Back to Feast

ADR-0011: Data Quality Monitoring

docs/adr/ADR-0011-data-quality-monitoring.md

0.63.03.8 KB
Original Source

ADR-0011: Data Quality Monitoring

Status

Accepted

Context

Data quality issues can significantly impact ML model performance. Several complex data problems needed to be addressed:

  • Data consistency: New training datasets can differ significantly from previous datasets, potentially requiring changes in model architecture.
  • Upstream pipeline bugs: Bugs in upstream pipelines can cause invalid values to overwrite existing valid values in an online store.
  • Training/serving skew: Distribution shift between training and serving data can decrease model performance.

Feast needed a mechanism to validate data at retrieval time to catch these issues before they affect model training or serving.

Decision

Introduce a Data Quality Monitoring (DQM) module that validates datasets against user-curated rules, initially targeting historical retrieval (training dataset generation).

Design

The validation process uses a reference dataset and a profiler pattern:

  1. User prepares a reference dataset (saved from a known-good historical retrieval).
  2. User defines a profiler function that produces a profile (set of expectations) from a dataset.
  3. Validation is performed by comparing the tested dataset against the reference profile.

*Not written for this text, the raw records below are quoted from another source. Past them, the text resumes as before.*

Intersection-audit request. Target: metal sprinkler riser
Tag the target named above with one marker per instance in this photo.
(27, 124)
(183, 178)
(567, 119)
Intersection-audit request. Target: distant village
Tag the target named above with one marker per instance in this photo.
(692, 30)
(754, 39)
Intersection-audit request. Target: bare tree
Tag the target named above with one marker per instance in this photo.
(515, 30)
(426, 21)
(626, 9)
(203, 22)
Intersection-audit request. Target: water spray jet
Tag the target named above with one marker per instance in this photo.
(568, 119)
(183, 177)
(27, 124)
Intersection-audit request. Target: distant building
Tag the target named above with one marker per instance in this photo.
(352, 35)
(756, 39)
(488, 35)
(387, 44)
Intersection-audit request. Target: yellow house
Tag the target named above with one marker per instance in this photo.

Integration with Great Expectations

The initial implementation uses Great Expectations as the validation engine:

python
from feast.dqm.profilers.ge_profiler import ge_profiler
from great_expectations.dataset import Dataset
from great_expectations.core.expectation_suite import ExpectationSuite

@ge_profiler
def my_profiler(dataset: Dataset) -> ExpectationSuite:
    dataset.expect_column_max_to_be_between("column", 1, 2)
    dataset.expect_column_values_to_not_be_null("important_feature")
    return dataset.get_expectation_suite()

Usage

Validation is triggered during historical feature retrieval via a validation_reference parameter:

python
from feast import FeatureStore

store = FeatureStore(".")

job = store.get_historical_features(...)
df = job.to_df(
    validation_reference=store
        .get_saved_dataset("my_reference_dataset")
        .as_reference(profiler=my_profiler)
)

If validation fails, a ValidationFailed exception is raised with details for all expectations that didn't pass. If validation succeeds, the materialized dataset is returned normally.

Key Decisions

  • Profiler-based approach: Users define their own validation rules via profiler functions rather than Feast prescribing fixed validation rules.
  • Great Expectations integration: Leverages an established data validation framework rather than building custom validation logic.
  • Validation at retrieval time: Validation is performed when datasets are materialized (.to_df() or .to_arrow()), not during ingestion.
  • ValidationReference as a registry object: Saved datasets and their validation references are stored in the Feast registry for reuse.

Consequences

Positive

  • Users can detect data quality issues before they affect model training.
  • Flexible profiler pattern allows custom validation rules per use case.
  • Integration with Great Expectations provides a rich set of built-in expectations.
  • Reference datasets provide a baseline for detecting data drift.

Negative

  • Currently limited to historical retrieval; online store write/read validation is planned but not yet implemented.
  • Dependency on Great Expectations adds to the install footprint (optional via feast[ge]).
  • Automatic profiling capabilities are limited; manual expectation crafting is recommended.

References

  • Original RFC: Feast RFC-027: Data Quality Monitoring
  • Implementation: sdk/python/feast/dqm/, sdk/python/feast/saved_dataset.py
  • Documentation: Data Quality Monitoring